Going to Japan in three weeks. Reading a book on modern Japanese culture and customs. Says they rate foreigners in order of popularity. English speakers get the most respect, Koreans the least. No surprise this extends to buying preferences.

constable odo 17 Years · 1040 comments

But... but... but the Japanese were supposed to hate the iPhone because their feature-phones were so much more functional (well that's what the analysts had always said).  There's still no place to attach a Hello Kitty strap to the iPhone which is a must-have feature.  Apple is very fortunate that the Japanese don't have a whole lot of love for South Korea and S. K. companies.  Apple practically wins Japanese smartphone market share by default.  The iPhone causing both smartphone and camera companies to suffer in Japan.  It's rather amazing.  They say the teens in Japan are heavily addicted to smartphone usage and spend almost all day browsing.  The iPhone is definitely the go-to smartphone for browsing the internet.  Anyway, it's good to hear iPhone sales are still rising in Japan and may only get better when larger display iPhones are available.

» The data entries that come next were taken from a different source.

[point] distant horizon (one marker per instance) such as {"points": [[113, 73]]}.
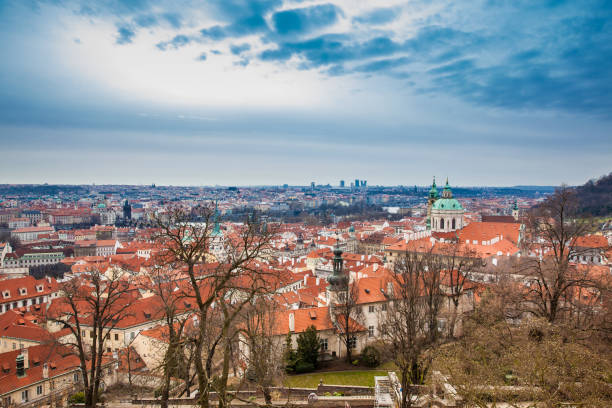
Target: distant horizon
{"points": [[242, 92], [282, 185]]}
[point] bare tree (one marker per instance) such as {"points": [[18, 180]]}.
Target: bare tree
{"points": [[553, 231], [261, 348], [456, 261], [213, 264], [93, 304], [174, 311], [348, 313], [407, 327]]}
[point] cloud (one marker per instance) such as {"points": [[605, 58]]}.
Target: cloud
{"points": [[378, 16], [239, 49], [174, 19], [305, 20], [125, 35], [240, 28], [146, 20], [332, 48], [175, 43]]}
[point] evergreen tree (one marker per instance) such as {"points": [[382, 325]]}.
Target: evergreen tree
{"points": [[308, 346], [291, 357]]}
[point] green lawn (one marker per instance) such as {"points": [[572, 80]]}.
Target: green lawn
{"points": [[364, 378]]}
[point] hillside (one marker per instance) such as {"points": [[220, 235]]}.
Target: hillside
{"points": [[596, 197]]}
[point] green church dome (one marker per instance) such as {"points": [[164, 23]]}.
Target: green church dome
{"points": [[447, 204]]}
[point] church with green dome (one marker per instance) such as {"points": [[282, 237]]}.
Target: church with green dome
{"points": [[444, 213]]}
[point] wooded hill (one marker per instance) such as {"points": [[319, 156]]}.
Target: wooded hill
{"points": [[595, 197]]}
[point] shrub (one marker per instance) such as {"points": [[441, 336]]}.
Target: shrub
{"points": [[304, 367], [370, 356], [77, 398]]}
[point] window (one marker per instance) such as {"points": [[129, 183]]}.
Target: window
{"points": [[353, 342]]}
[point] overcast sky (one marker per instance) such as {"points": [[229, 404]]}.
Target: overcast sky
{"points": [[490, 92]]}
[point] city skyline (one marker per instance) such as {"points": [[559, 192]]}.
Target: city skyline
{"points": [[268, 92]]}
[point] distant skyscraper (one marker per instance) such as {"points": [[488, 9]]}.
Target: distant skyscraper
{"points": [[127, 210]]}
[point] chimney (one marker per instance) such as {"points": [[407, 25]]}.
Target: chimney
{"points": [[291, 322], [26, 359]]}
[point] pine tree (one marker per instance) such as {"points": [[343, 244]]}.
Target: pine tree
{"points": [[308, 346]]}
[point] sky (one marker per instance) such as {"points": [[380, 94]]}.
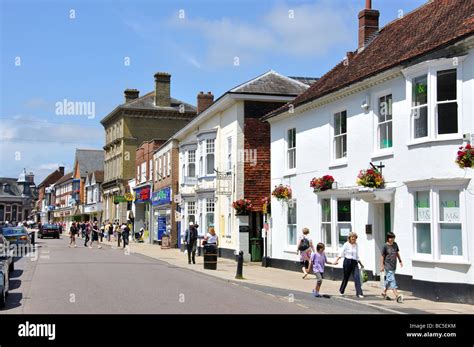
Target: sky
{"points": [[52, 52]]}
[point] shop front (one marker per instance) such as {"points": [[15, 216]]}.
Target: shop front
{"points": [[163, 217]]}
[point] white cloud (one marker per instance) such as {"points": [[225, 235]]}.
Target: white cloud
{"points": [[306, 31]]}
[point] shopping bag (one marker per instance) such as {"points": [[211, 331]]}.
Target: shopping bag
{"points": [[364, 277]]}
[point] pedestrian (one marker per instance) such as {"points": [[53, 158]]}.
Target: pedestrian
{"points": [[305, 248], [87, 228], [350, 253], [317, 262], [390, 253], [72, 235], [118, 230], [125, 234], [102, 231], [190, 237], [95, 235]]}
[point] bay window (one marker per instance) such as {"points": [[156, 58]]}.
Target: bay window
{"points": [[438, 223]]}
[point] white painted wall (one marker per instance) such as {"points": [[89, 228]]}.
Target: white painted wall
{"points": [[408, 163]]}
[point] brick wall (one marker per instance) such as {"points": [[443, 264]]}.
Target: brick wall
{"points": [[257, 151]]}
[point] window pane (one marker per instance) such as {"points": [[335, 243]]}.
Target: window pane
{"points": [[343, 122], [291, 158], [449, 206], [292, 214], [386, 135], [344, 210], [327, 234], [210, 164], [420, 116], [422, 206], [451, 239], [292, 234], [423, 238], [385, 108], [420, 91], [343, 231], [326, 210], [446, 85], [448, 118]]}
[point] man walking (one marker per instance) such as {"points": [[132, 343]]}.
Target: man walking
{"points": [[190, 238]]}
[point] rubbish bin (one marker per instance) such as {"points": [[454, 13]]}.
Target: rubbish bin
{"points": [[256, 249], [210, 257]]}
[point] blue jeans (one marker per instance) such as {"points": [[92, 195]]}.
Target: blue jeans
{"points": [[350, 266]]}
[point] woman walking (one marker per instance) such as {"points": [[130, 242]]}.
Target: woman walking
{"points": [[305, 249], [350, 253]]}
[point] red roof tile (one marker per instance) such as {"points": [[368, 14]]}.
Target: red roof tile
{"points": [[432, 26]]}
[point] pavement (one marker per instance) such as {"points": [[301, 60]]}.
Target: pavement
{"points": [[290, 281], [56, 279]]}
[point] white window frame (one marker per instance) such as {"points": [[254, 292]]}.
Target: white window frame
{"points": [[288, 244], [377, 151], [436, 255], [431, 68], [290, 149], [343, 160]]}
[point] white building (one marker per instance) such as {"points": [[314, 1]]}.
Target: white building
{"points": [[224, 156], [405, 99]]}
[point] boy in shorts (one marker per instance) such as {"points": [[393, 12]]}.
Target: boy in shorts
{"points": [[390, 254], [317, 261]]}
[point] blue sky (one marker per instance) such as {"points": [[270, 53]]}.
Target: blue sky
{"points": [[90, 51]]}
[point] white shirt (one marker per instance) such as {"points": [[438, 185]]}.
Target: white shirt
{"points": [[350, 251], [211, 238]]}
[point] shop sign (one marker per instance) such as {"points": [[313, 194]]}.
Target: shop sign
{"points": [[162, 197], [142, 194]]}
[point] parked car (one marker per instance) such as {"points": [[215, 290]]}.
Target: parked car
{"points": [[49, 230], [17, 235]]}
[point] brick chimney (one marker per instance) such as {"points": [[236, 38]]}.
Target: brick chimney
{"points": [[204, 101], [131, 94], [368, 23], [162, 89]]}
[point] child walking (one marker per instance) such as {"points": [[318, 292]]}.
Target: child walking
{"points": [[390, 253], [317, 261]]}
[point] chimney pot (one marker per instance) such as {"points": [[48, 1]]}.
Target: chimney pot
{"points": [[162, 89], [131, 94], [204, 101], [368, 24]]}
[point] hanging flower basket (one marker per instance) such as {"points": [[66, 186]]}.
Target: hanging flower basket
{"points": [[370, 178], [266, 205], [322, 183], [282, 193], [242, 207], [465, 157]]}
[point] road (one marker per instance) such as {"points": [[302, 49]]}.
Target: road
{"points": [[57, 279]]}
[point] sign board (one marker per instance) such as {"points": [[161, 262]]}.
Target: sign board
{"points": [[161, 226], [161, 197], [142, 194], [224, 184]]}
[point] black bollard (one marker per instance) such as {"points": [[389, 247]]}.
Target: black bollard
{"points": [[240, 266]]}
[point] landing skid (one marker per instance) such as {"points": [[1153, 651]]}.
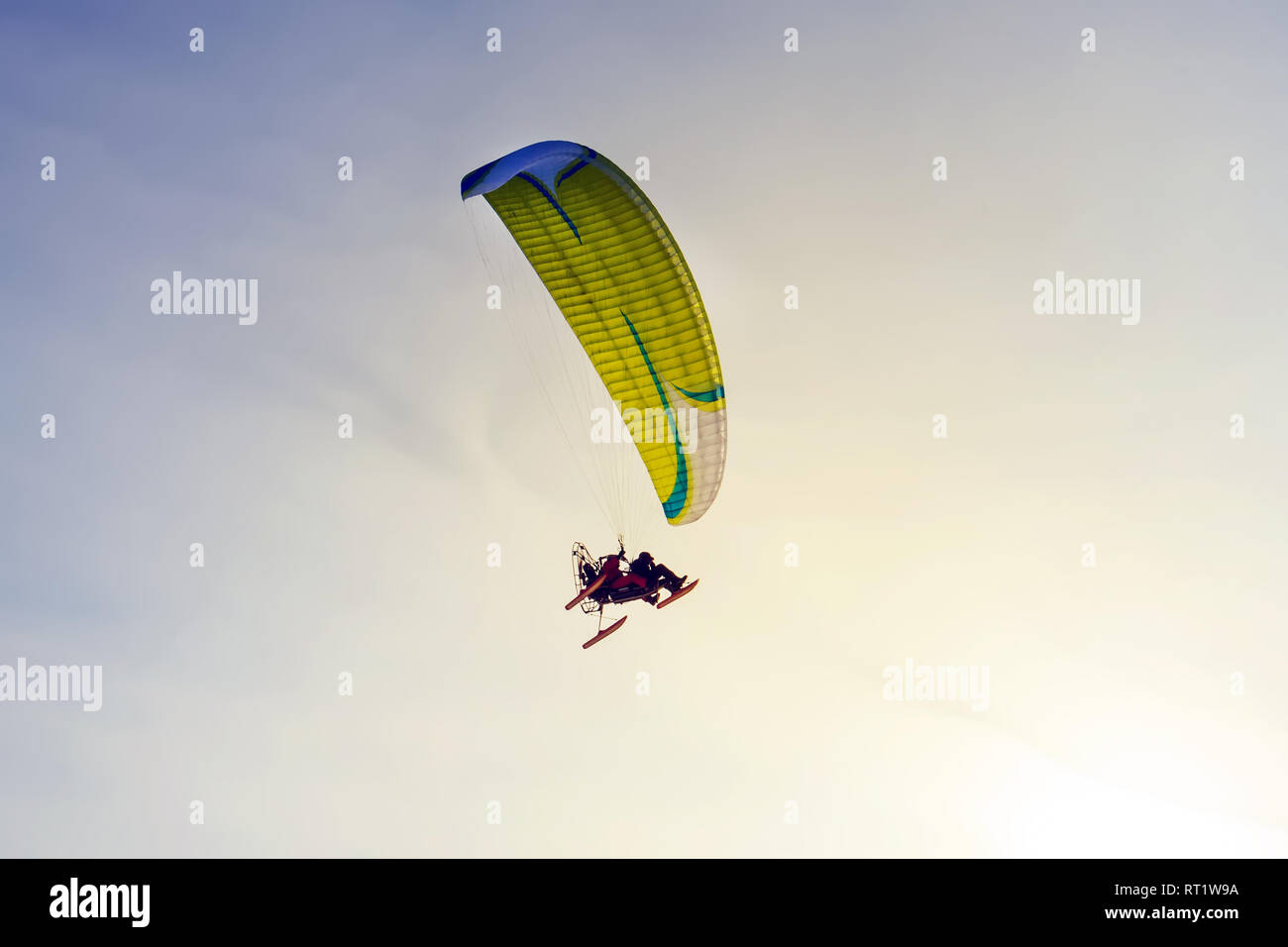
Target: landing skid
{"points": [[606, 631]]}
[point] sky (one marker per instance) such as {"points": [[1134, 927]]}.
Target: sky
{"points": [[1089, 535]]}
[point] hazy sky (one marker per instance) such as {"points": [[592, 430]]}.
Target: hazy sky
{"points": [[1134, 706]]}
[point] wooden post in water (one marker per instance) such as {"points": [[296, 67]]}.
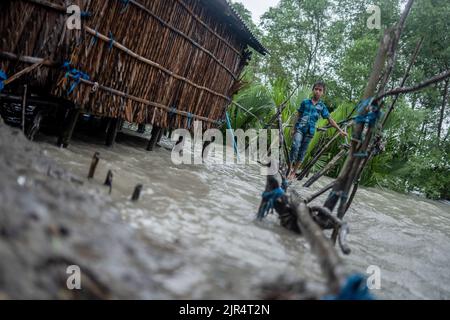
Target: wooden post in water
{"points": [[24, 106], [137, 193], [111, 133], [108, 181], [154, 139], [68, 127], [94, 163]]}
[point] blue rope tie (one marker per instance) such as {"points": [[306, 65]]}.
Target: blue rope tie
{"points": [[189, 119], [361, 154], [111, 40], [355, 288], [125, 3], [94, 39], [173, 111], [75, 75], [372, 116], [284, 184], [3, 77], [269, 198], [85, 14]]}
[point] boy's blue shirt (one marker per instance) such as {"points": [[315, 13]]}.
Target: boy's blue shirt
{"points": [[309, 115]]}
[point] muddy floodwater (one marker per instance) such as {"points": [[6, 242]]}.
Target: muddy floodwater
{"points": [[210, 209]]}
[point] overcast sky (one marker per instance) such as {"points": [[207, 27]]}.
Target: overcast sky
{"points": [[258, 7]]}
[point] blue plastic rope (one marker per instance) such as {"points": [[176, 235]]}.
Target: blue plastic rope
{"points": [[361, 155], [270, 198], [94, 39], [85, 14], [190, 116], [3, 77], [75, 75], [355, 288], [125, 3], [111, 40], [285, 184], [372, 116], [172, 111], [229, 127]]}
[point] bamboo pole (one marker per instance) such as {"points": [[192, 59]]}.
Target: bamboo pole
{"points": [[22, 72], [180, 33], [152, 63], [111, 90], [199, 20]]}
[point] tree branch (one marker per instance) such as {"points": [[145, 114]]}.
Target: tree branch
{"points": [[438, 78]]}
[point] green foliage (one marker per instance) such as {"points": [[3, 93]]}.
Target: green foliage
{"points": [[329, 40]]}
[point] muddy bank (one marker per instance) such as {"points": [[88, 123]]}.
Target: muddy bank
{"points": [[48, 221]]}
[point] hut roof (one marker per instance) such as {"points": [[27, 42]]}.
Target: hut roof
{"points": [[228, 15]]}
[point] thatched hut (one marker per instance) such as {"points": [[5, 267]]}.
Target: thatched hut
{"points": [[160, 62]]}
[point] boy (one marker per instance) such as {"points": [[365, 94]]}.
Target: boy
{"points": [[305, 126]]}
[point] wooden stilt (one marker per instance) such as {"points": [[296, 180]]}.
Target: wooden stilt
{"points": [[108, 181], [154, 139], [141, 128], [111, 133], [137, 192], [24, 105], [70, 122], [161, 133], [94, 163]]}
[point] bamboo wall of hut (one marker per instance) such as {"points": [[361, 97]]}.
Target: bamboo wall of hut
{"points": [[160, 62]]}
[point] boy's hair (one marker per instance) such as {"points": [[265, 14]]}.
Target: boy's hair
{"points": [[319, 84]]}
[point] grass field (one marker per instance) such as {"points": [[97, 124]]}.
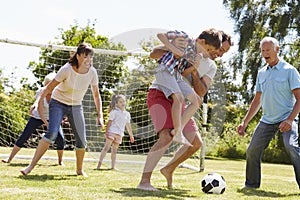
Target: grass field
{"points": [[51, 181]]}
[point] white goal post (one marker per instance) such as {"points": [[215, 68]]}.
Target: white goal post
{"points": [[134, 90]]}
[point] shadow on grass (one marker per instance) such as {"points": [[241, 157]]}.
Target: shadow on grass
{"points": [[263, 193], [17, 164], [47, 177], [163, 193]]}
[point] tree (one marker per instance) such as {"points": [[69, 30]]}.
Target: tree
{"points": [[255, 20]]}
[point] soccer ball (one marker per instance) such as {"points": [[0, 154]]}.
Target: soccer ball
{"points": [[213, 183]]}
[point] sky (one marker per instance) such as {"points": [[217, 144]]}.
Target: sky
{"points": [[39, 21]]}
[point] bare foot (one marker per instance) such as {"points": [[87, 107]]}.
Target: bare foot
{"points": [[99, 165], [146, 186], [5, 161], [82, 173], [168, 175], [179, 138]]}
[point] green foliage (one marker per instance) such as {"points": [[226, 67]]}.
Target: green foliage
{"points": [[12, 120], [256, 19]]}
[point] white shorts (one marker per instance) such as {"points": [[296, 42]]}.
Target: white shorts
{"points": [[170, 84]]}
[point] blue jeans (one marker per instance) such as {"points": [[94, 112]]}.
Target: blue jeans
{"points": [[31, 127], [261, 138], [57, 111]]}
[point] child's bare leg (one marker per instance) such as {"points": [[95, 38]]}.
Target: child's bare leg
{"points": [[114, 150], [104, 151], [176, 116], [39, 152], [60, 155], [14, 151], [188, 113]]}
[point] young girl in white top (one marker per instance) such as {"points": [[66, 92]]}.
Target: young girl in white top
{"points": [[118, 119]]}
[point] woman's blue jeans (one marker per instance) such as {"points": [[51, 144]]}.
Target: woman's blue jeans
{"points": [[260, 140], [57, 111], [31, 127]]}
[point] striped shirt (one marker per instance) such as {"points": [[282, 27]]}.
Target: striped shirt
{"points": [[170, 61]]}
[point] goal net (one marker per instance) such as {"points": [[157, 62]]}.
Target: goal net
{"points": [[119, 72]]}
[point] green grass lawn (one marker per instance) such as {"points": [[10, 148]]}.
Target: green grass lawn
{"points": [[50, 181]]}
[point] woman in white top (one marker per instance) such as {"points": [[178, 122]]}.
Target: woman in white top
{"points": [[118, 119], [69, 87], [35, 122]]}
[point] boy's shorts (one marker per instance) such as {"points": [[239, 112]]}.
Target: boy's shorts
{"points": [[114, 137], [160, 111], [170, 84]]}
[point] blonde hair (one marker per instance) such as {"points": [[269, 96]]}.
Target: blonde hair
{"points": [[274, 41], [114, 100], [49, 78]]}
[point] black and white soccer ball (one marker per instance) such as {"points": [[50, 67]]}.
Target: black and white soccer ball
{"points": [[213, 183]]}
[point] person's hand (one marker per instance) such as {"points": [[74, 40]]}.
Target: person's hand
{"points": [[196, 60], [45, 121], [180, 43], [286, 125], [131, 139], [31, 109], [241, 129]]}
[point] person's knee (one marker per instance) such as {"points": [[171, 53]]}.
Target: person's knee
{"points": [[195, 100], [178, 98], [164, 136]]}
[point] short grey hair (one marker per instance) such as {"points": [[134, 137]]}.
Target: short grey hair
{"points": [[274, 41], [49, 78]]}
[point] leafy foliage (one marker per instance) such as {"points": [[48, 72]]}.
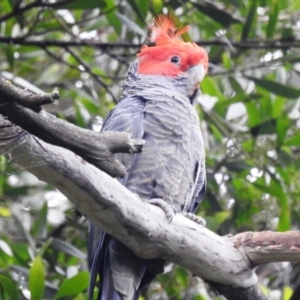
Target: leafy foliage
{"points": [[249, 112]]}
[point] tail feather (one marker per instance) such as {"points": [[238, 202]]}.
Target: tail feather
{"points": [[121, 272]]}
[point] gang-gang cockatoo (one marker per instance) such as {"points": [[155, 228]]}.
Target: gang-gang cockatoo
{"points": [[157, 105]]}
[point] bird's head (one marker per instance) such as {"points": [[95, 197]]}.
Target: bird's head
{"points": [[170, 56]]}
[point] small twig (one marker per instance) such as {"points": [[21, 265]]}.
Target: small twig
{"points": [[24, 98]]}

plankton 16 Years · 108 comments

Yep, and every one of those three carriers LOCKS the iPhone and keeps it locked even after it goes off-contract.

It's a disgraceful ignoring of Japanese consumer rights and I think it continues like this because Japanese pols are in the pockets of Japanese mobile carriers—but what do I know after having lived here for just 30 years!

Apple—you need to stick up for consumer rights in one of your key mobile markets.